Read more: Heart to Heart plans a long stay helping in Haiti - KansasCity.com

After three weeks in Haiti, Heart to Heart International has provided three large plane loads of medicine and supplies, tons of food and water and thousands of hygiene kits.

Gary Morsch, founder of Heart to Heart and a physicians, said about 25 doctors and 10 nurses have been working in Haiti on behalf of the relief organization.

“We’ve worked in about a dozen different sites seeing probably 10,000 patients,” he said.

The medical teams have been caring for wounds, broken bones and getting the most severely injured into field hospitals for surgery. He estimated that 500,000 people were severely injured in the earthquake.

Heart to Heart personnel even found Americans who were badly injured and saw that they were returned to U.S. hospitals.

“We’ve been pretty busy,” he said.

And Morsch said Heart to Heart, headquartered in Olathe, will not be abandoning the effort in the coming weeks or months.

“Heart to Heart plans to be here for several years, maybe forever,” he added.

Morsch, who returned to Kansas City last Saturday after two weeks in Haiti, said it could be a generation at least before the Haiti can recover.

“I have never thought of any disaster in the world that would take that long,” he added.

He said Haitians with terrible wounds were still coming into clinics three weeks after the earthquake.

“They just couldn’t get down out of the mountains and get a ride in to where our teams were,” he said.

He said 3 million Haitians are affected and 1 million of those are homeless. He said other disasters, such as Katrina in New Orleans and the earthquake in China, occurred in developed countries with significant resources and ability to respond.

“I believe it’s the worst disaster in modern history or at least in my lifetime,” he said, “So much suffering concentrated in such a small area.”

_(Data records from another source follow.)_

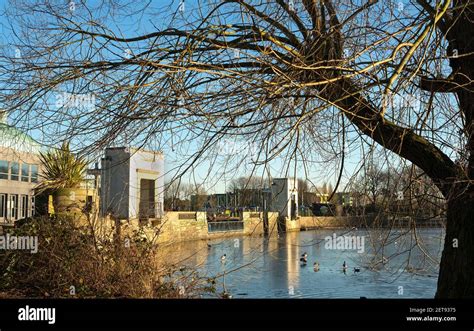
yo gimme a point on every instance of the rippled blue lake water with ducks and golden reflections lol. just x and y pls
(393, 264)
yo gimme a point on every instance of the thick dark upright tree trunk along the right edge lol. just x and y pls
(456, 275)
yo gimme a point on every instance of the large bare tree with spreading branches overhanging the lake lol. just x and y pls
(297, 80)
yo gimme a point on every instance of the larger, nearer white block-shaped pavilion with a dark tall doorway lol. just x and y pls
(132, 183)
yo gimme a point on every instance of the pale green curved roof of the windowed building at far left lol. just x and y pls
(11, 137)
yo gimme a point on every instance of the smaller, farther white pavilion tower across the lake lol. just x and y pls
(285, 197)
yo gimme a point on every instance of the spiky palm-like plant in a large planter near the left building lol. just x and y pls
(61, 169)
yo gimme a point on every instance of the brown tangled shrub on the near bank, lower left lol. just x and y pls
(76, 260)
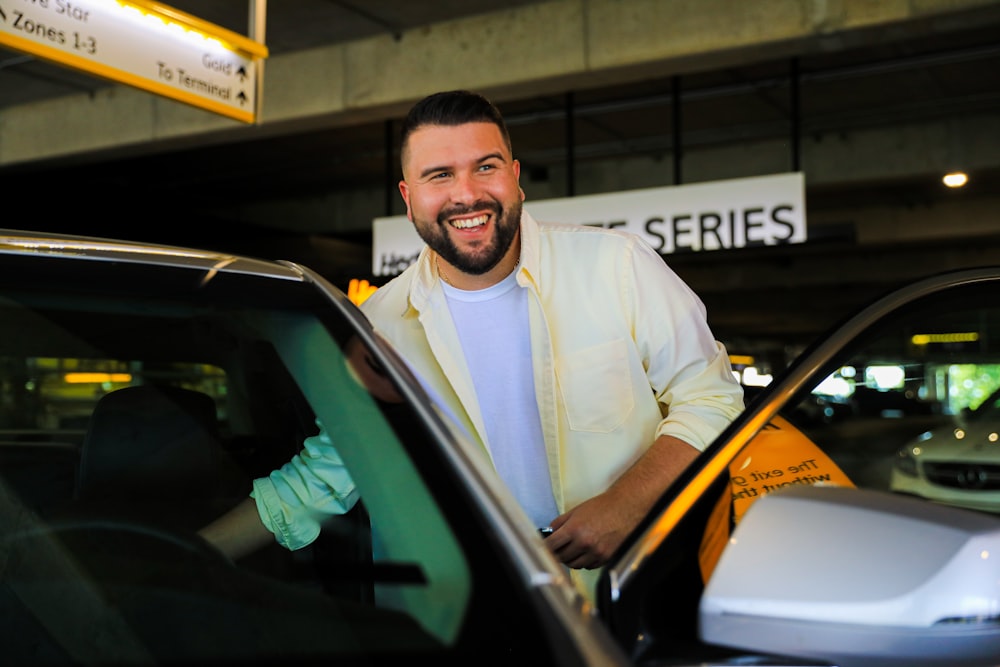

He said the current relief effort has been hampered because there are only few access points available for aid to arrive.

“You don’t have multiple airports in Haiti to handle cargo planes,” he said, adding that it was taking five days for one cargo ship to unload because the port had been destroyed in the earthquake.

Morsch said he had seen a few U.S. television reports on the crisis in Haiti and sensed the frustration by reporters that aid was not getting to the people fast enough.

“If you were here you’d be thinking what a great job everybody is doing getting what aid out we were getting out,” he said. “It’s almost an impossible situation.”

He said there was only one major road coming into the country from the adjoining Dominican Republic.

“The world may have what Haiti needs,” Morsch said. “The question is how do you get it in there and get it distributed.”